There is a great deal of diversity for the LanP proteases that are involved in removing the leader peptide of lanthipeptides. Some of these proteases are intracellular, while others are extracellular. Furthermore, the specificity for proteolysis varies among different lanthipeptides. Some lanthipeptide proteases have no apparent sequence-specific motifs for cleavage, suggesting that they may recognize a tertiary structure of the prepropeptide (8). Many lanthipeptide proteases belong to the serine peptidase S8 lantibiotic-specific protease family (35). The sequence of the S8 lantibiotic-specific protease domain of mutacin 1140's protease MutP was compared to other proteins in the BLASTP database. It was found that MutP had about the same amount of similarity to nisin's protease (NisP) and epidermin's protease (EpiP). The similarities are 38% and 36% for nisin and epidermin, respectively. MutP similarity to the Pep5 lanthipeptide protease PepP is only 19%.

Bioactivity of lipid II binding domain mutants of mutacin 1140.

The flexibility of ring A with respect to ring B is thought to be important for orientating the rings during lipid II binding. Insertion of an alanine after Trp4 (Trp4insAla) and deletion of Trp4 (ΔTrp4) were engineered into the mutacin 1140 peptide to determine the effect of altering the size of ring A. The Trp4Ala and Dha5Ala mutations were constructed to determine whether these residues are important for bioactivity. An Ala_s7insAla mutation results in the introduction of an alanine between rings A and B. Therefore, the Ala_s7insAla mutation was constructed to determine whether the proximity of ring A to ring B is essential for bioactivity. The results of inhibitory assays using these mutants showed that the Trp4insAla and ΔTrp4 substitutions had no measurable mutacin 1140 activity (Fig. 3; see also Table S3 in the supplemental material). The mass of the ΔTrp4 variant matched the predicted mass, suggesting that the variant has undergone all of the posttranslational modifications by MutB, MutD, and MutP (Table 3; see also Fig. S1 in the supplemental material). The mass of the Trp4insAla variant was 18 Da larger than the predicted mass, suggesting that the insertion of an alanine interferes with a dehydration of a serine or threonine residue by MutB (Table 3; see also Fig. S1 in the supplemental material). Ser5 may be the residue that is not dehydrated, given its proximity to the insertion. These results suggest that shortening or lengthening ring A has a significant effect on the inhibitory activity of the mutant strains, indicating that the size of ring A may be important for mutacin 1140's interaction with lipid II or for the formation of a thioether linkage. The Trp4Ala substitution resulted in a 94% increase in the area of inhibitory activity (P < 0.05). The Dha5Ala substitution resulted in a 19% increase in the area of inhibitory activity.

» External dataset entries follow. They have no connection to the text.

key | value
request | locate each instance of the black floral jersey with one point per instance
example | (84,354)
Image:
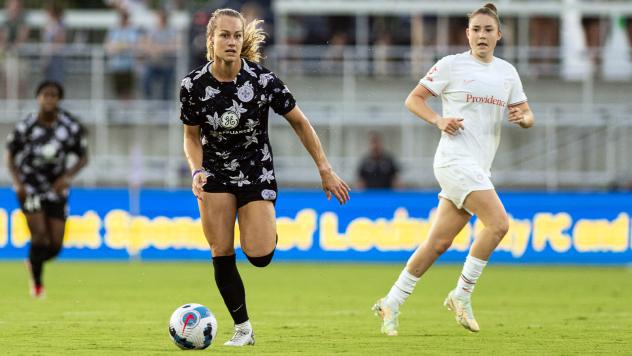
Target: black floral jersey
(233,118)
(40,152)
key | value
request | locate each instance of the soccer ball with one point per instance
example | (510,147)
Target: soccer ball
(192,326)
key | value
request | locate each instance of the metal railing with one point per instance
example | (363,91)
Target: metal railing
(581,143)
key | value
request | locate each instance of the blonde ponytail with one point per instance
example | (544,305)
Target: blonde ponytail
(254,36)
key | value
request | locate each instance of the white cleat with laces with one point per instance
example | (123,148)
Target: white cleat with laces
(389,316)
(462,308)
(243,336)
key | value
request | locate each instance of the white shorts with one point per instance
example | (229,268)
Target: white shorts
(458,181)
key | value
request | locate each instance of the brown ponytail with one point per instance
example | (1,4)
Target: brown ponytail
(254,36)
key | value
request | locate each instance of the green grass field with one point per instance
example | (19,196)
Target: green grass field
(316,309)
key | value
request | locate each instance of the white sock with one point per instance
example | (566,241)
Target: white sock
(402,289)
(472,269)
(244,326)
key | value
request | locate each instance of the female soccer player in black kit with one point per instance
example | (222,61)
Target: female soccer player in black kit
(37,151)
(225,106)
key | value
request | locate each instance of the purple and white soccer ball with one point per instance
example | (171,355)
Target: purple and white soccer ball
(192,326)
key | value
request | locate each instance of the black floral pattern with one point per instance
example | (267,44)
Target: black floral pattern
(233,118)
(40,152)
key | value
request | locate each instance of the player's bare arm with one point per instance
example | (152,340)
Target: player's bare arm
(416,102)
(193,153)
(522,115)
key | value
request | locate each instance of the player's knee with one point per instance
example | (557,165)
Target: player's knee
(261,261)
(38,252)
(222,250)
(53,251)
(500,227)
(440,246)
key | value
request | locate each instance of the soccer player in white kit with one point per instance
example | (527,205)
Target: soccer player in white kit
(475,88)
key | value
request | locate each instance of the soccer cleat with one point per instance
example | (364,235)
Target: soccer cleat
(37,292)
(242,337)
(389,317)
(462,308)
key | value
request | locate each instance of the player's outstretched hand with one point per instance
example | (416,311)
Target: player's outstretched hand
(332,184)
(199,179)
(450,125)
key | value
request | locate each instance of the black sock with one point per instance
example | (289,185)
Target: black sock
(231,287)
(52,252)
(37,256)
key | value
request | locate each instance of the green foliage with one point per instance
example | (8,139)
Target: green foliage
(316,309)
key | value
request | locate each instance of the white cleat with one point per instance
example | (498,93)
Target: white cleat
(389,316)
(242,337)
(462,309)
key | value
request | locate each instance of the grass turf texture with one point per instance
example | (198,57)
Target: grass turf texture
(316,309)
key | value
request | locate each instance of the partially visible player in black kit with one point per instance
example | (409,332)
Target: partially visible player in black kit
(225,107)
(36,156)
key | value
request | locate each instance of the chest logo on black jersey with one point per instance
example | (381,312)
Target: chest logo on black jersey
(245,93)
(229,120)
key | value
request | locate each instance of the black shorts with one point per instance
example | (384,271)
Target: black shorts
(245,194)
(35,203)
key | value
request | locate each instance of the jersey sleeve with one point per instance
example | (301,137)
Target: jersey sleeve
(516,95)
(16,139)
(282,100)
(14,142)
(438,77)
(189,113)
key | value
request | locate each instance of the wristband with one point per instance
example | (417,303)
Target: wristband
(199,170)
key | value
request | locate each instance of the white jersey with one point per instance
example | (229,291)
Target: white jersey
(479,93)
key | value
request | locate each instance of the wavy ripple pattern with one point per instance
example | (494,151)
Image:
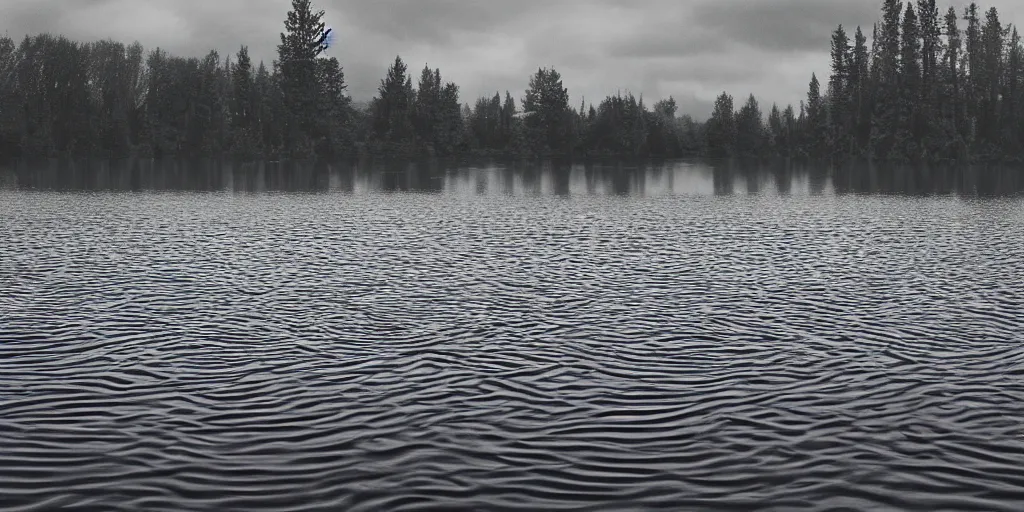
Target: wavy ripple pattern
(230,352)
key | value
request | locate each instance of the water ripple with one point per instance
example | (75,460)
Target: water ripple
(446,351)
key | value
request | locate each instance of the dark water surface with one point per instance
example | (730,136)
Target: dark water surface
(512,340)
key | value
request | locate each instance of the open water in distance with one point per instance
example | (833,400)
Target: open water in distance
(493,339)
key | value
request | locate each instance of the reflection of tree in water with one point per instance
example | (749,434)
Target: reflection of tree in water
(562,178)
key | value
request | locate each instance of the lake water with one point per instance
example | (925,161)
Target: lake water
(667,338)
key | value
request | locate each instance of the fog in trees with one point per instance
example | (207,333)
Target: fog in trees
(928,86)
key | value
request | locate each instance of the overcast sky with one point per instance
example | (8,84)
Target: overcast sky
(692,49)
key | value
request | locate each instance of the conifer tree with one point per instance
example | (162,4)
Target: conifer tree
(296,64)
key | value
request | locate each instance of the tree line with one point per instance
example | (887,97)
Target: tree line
(926,90)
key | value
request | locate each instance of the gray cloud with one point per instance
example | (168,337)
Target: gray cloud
(692,49)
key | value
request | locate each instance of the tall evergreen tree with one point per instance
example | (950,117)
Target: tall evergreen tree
(816,122)
(750,129)
(860,93)
(909,127)
(392,107)
(840,86)
(928,113)
(722,128)
(547,111)
(951,90)
(296,61)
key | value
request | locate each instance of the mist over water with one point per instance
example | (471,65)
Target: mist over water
(445,337)
(491,177)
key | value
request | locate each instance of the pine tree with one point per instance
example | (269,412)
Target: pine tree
(426,110)
(296,55)
(860,93)
(244,122)
(547,112)
(974,86)
(392,107)
(952,98)
(722,128)
(817,122)
(928,112)
(909,127)
(750,129)
(885,119)
(989,121)
(840,86)
(333,133)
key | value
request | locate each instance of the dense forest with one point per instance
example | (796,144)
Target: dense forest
(929,88)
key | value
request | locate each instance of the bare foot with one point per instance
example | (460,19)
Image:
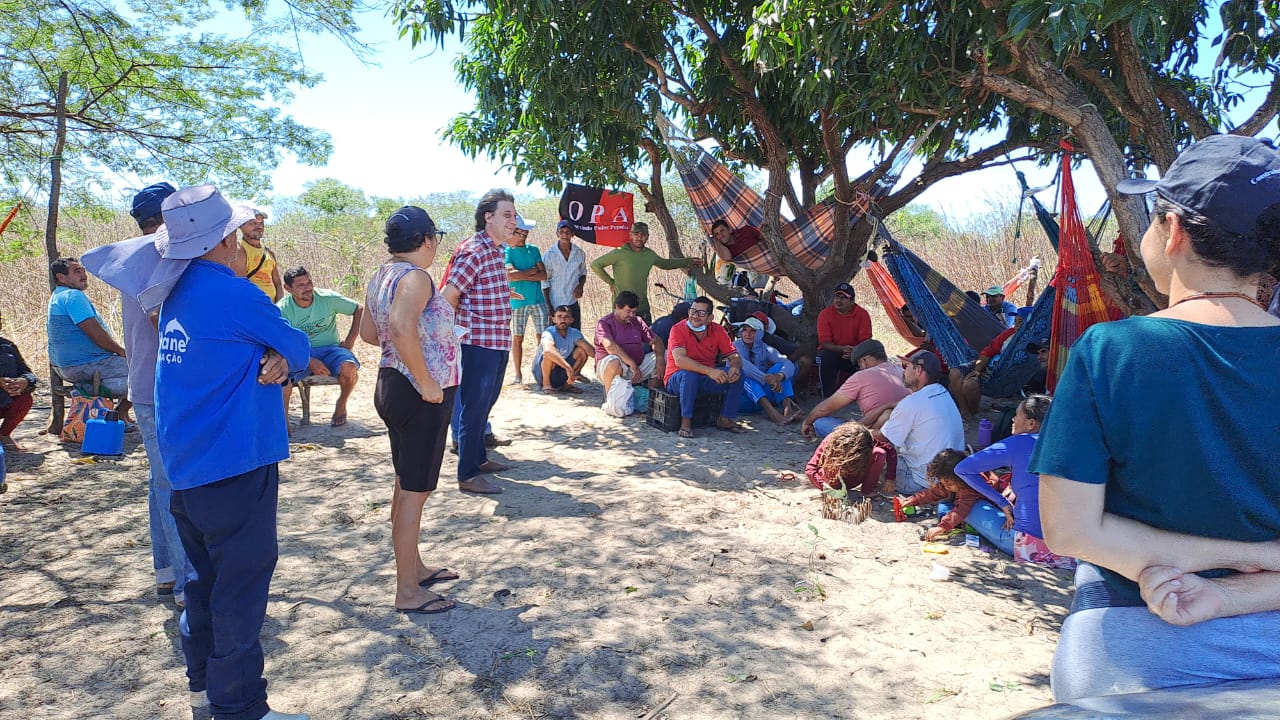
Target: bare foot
(423,602)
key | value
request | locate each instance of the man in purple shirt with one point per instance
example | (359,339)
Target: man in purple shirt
(620,345)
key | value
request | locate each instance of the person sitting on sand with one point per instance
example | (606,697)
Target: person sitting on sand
(562,351)
(702,360)
(876,387)
(923,423)
(17,383)
(662,326)
(1020,502)
(1159,461)
(849,459)
(947,487)
(767,382)
(620,345)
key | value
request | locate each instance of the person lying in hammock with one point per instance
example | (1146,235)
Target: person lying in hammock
(728,244)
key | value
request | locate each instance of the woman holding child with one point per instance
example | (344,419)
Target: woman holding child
(416,382)
(1160,464)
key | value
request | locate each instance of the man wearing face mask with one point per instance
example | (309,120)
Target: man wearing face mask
(702,359)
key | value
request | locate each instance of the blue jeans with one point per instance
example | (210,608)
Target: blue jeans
(168,557)
(481,382)
(228,529)
(754,391)
(688,384)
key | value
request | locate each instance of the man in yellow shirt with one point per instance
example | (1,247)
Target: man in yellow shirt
(256,261)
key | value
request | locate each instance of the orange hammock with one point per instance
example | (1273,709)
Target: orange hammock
(891,297)
(1080,300)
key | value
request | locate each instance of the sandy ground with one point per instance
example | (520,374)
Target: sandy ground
(625,573)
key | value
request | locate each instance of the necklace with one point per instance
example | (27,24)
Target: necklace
(1224,295)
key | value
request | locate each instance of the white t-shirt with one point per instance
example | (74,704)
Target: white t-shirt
(923,424)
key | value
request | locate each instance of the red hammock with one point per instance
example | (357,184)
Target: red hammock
(9,219)
(891,297)
(1079,301)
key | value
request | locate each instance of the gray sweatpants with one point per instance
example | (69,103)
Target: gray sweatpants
(1125,650)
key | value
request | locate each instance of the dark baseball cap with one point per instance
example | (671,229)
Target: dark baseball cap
(150,200)
(408,222)
(1228,178)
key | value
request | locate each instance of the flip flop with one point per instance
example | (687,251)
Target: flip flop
(437,578)
(429,607)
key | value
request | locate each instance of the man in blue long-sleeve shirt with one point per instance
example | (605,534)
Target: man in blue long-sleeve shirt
(222,434)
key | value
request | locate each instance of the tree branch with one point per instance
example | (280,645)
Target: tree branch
(1266,112)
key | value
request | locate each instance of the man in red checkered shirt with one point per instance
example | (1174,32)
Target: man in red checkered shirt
(476,286)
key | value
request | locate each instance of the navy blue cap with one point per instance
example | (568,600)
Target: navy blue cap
(1228,178)
(408,222)
(149,201)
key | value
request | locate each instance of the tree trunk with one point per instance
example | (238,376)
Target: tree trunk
(55,190)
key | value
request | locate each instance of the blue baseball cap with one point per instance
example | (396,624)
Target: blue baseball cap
(150,200)
(1228,178)
(408,222)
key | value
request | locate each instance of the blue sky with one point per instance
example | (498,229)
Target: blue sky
(385,122)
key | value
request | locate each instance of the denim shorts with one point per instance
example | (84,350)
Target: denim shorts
(536,313)
(333,356)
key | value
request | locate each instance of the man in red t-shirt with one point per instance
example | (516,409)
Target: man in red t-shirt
(694,359)
(730,244)
(841,327)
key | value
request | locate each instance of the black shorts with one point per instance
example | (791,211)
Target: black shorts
(415,427)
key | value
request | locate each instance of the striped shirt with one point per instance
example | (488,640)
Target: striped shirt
(478,269)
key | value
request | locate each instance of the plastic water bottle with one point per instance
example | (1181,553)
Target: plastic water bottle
(983,433)
(104,436)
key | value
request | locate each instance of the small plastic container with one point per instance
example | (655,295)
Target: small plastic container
(104,436)
(983,433)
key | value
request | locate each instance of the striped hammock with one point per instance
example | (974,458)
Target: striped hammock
(717,194)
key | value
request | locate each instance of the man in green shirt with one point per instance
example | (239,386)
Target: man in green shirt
(631,265)
(315,311)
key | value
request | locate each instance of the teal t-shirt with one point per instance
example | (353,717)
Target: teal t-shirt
(68,345)
(1179,420)
(319,319)
(525,258)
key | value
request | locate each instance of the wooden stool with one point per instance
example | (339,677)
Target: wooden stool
(305,392)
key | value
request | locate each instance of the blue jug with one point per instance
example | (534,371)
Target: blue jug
(104,436)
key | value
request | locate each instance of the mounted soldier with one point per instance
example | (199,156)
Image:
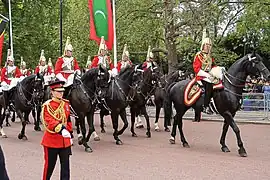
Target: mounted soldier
(203,63)
(125,62)
(44,69)
(149,60)
(103,59)
(66,66)
(88,64)
(25,72)
(10,76)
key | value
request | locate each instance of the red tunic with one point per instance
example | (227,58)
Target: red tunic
(51,138)
(109,63)
(201,63)
(119,65)
(60,69)
(48,70)
(7,76)
(26,72)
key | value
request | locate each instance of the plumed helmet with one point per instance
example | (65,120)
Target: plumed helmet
(23,63)
(68,46)
(125,52)
(50,62)
(42,57)
(102,45)
(9,56)
(149,53)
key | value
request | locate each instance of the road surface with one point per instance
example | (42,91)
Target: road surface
(148,158)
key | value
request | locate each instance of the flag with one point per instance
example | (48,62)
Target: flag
(2,31)
(101,21)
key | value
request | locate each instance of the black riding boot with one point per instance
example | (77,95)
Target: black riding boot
(208,90)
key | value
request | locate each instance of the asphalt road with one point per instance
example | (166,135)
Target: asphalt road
(143,158)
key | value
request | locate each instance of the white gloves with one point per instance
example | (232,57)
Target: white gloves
(65,133)
(60,77)
(203,73)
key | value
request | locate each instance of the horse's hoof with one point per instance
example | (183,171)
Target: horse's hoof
(242,152)
(225,149)
(4,136)
(140,126)
(20,136)
(148,134)
(37,128)
(119,142)
(167,129)
(88,150)
(103,131)
(24,138)
(185,145)
(172,140)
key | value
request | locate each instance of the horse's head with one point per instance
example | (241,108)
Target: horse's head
(103,77)
(256,67)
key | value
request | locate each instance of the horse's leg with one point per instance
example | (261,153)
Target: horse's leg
(2,133)
(115,116)
(173,133)
(102,122)
(133,116)
(229,118)
(123,116)
(23,120)
(180,128)
(144,112)
(224,147)
(90,121)
(158,107)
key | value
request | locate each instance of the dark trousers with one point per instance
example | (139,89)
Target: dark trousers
(208,93)
(50,157)
(3,171)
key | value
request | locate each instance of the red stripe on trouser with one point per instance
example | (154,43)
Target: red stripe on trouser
(46,163)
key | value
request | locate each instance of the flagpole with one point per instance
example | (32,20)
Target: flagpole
(10,28)
(61,26)
(114,34)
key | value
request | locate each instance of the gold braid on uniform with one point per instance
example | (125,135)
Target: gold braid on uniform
(58,114)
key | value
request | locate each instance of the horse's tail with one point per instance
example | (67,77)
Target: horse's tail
(168,105)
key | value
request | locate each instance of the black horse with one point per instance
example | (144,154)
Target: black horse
(146,84)
(92,81)
(227,101)
(160,92)
(117,98)
(24,97)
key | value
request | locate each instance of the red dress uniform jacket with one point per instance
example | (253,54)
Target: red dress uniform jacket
(119,65)
(48,70)
(203,63)
(109,63)
(55,114)
(25,72)
(7,76)
(59,68)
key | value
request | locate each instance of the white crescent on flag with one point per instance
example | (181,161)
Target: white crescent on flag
(100,12)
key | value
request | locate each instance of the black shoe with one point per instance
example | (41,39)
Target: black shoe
(207,110)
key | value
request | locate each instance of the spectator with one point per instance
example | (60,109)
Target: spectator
(3,171)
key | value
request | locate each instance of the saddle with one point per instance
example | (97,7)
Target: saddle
(192,92)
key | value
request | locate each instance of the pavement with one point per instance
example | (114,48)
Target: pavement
(143,158)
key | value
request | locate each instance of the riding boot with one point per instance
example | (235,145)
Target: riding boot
(207,97)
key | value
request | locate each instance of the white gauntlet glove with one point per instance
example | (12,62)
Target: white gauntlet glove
(65,133)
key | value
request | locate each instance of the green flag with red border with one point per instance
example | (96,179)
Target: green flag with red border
(101,21)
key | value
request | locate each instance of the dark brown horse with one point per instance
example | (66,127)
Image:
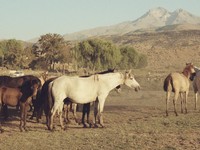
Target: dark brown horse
(179,84)
(23,96)
(16,82)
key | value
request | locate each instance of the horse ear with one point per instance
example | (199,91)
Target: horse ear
(129,71)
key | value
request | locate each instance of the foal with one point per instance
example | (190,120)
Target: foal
(179,84)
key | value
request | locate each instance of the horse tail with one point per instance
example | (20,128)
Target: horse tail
(168,84)
(50,97)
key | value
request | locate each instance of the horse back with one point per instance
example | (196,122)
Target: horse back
(10,96)
(176,82)
(168,86)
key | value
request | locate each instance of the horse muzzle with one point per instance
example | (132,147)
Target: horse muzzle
(192,76)
(137,88)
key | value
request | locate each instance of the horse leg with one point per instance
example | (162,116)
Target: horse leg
(74,112)
(25,115)
(21,116)
(66,113)
(182,101)
(100,108)
(83,115)
(60,116)
(167,101)
(174,101)
(96,105)
(186,96)
(53,112)
(88,114)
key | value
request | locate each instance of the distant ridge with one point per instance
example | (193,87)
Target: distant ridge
(156,19)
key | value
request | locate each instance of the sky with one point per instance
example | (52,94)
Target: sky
(29,19)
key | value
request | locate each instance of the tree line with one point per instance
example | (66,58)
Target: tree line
(94,54)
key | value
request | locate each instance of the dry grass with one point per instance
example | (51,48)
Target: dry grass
(133,121)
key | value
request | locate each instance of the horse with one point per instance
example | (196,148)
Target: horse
(196,84)
(85,90)
(42,101)
(23,96)
(68,105)
(43,77)
(16,82)
(179,84)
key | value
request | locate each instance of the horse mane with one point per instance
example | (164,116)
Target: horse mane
(187,70)
(168,81)
(103,72)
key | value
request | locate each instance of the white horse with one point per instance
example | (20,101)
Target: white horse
(85,90)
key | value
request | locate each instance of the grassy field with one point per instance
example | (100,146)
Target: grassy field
(133,120)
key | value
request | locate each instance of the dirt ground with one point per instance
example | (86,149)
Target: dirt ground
(133,120)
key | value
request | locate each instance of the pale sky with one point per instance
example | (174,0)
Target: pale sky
(28,19)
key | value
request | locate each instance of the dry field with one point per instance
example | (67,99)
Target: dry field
(133,120)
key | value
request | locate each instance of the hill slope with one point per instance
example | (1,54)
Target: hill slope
(154,18)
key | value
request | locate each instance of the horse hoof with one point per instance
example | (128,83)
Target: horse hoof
(1,130)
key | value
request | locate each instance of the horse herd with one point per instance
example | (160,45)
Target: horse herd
(56,94)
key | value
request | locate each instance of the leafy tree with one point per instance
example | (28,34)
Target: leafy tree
(13,54)
(51,48)
(96,54)
(131,58)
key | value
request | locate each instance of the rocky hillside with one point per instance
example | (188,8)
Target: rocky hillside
(152,19)
(166,49)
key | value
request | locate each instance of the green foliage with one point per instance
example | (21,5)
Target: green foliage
(12,54)
(132,59)
(51,48)
(96,54)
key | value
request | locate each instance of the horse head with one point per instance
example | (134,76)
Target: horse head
(130,81)
(189,71)
(30,89)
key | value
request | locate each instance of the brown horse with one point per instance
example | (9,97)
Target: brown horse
(16,82)
(196,84)
(23,96)
(179,84)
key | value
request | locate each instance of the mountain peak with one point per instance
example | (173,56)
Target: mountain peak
(154,18)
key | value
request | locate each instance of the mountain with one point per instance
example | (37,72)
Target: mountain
(151,20)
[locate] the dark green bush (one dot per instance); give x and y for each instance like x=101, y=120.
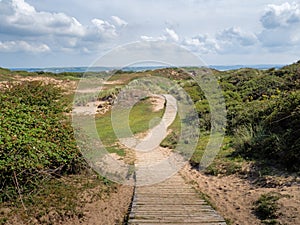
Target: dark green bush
x=36, y=138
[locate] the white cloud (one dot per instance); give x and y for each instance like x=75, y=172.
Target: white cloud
x=149, y=38
x=281, y=26
x=280, y=15
x=17, y=46
x=172, y=35
x=119, y=22
x=20, y=19
x=104, y=27
x=234, y=39
x=202, y=44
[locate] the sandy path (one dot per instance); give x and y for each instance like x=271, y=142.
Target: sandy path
x=234, y=197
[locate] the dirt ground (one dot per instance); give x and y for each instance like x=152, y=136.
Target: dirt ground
x=106, y=212
x=233, y=197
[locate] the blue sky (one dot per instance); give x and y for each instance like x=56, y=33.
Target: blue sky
x=35, y=33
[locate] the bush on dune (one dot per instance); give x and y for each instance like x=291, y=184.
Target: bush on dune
x=36, y=138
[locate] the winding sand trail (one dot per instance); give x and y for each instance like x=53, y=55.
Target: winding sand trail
x=161, y=195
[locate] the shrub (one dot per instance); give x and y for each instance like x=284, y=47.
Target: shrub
x=36, y=138
x=266, y=206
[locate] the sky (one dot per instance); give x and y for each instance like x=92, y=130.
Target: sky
x=61, y=33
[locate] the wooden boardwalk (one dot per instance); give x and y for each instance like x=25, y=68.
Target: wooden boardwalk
x=171, y=202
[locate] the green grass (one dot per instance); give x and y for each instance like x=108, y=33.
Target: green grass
x=172, y=139
x=141, y=118
x=224, y=163
x=266, y=207
x=59, y=198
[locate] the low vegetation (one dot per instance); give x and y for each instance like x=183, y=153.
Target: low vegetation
x=266, y=208
x=39, y=157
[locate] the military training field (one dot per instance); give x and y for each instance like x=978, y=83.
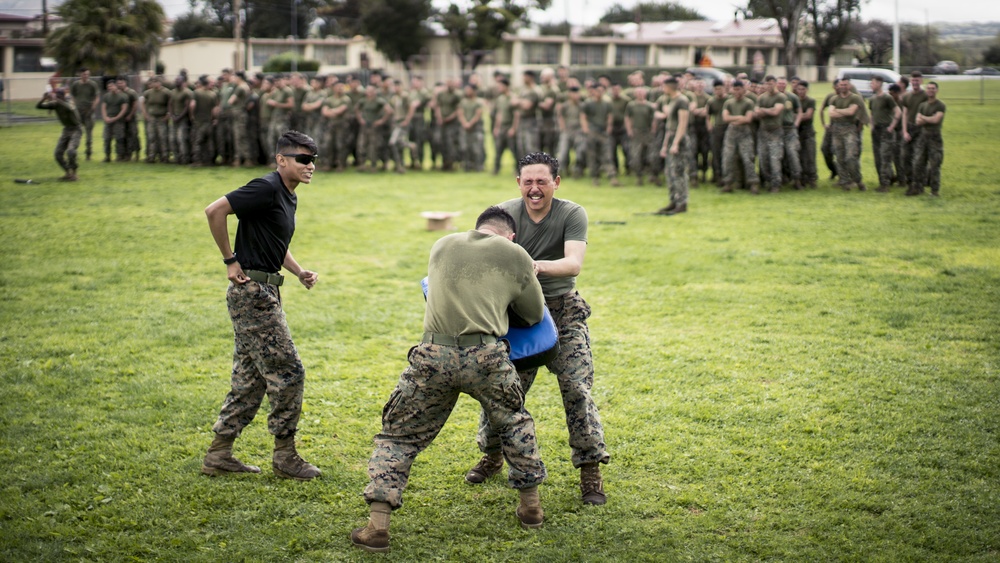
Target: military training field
x=802, y=376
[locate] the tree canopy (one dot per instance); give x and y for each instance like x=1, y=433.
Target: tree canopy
x=650, y=11
x=107, y=36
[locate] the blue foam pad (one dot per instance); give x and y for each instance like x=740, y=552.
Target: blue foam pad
x=531, y=346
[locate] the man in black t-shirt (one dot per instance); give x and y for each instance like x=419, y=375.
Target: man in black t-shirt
x=265, y=358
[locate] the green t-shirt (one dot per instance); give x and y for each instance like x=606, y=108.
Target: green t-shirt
x=738, y=108
x=928, y=109
x=883, y=107
x=546, y=240
x=641, y=115
x=768, y=101
x=597, y=112
x=472, y=279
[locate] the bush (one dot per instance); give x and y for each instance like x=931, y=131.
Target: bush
x=283, y=63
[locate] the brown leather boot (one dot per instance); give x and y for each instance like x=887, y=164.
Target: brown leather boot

These results demonstrate that certain substitutions of residues in ring A can significantly increase the measurable bioactivity of mutacin 1140. A difference in bioactivity may be due to the size difference or the bioavailability of the two amino acids, or the Trp may impede the wild type's travel to its target by its interaction with various structures via its lone pair of electrons. The underlying mechanism for the increase in bioactivity will require further investigation. Replacement of Dha5 with alanine is potentially very useful in solid-phase peptide synthesis (SPPS). As these techniques improve, the incorporation of an alanine at this position will simplify the synthesis and should therefore ultimately impact the cost of production. When this same mutation was made in nisin, the product showed bioactivity similar to that of wild-type nisin (36).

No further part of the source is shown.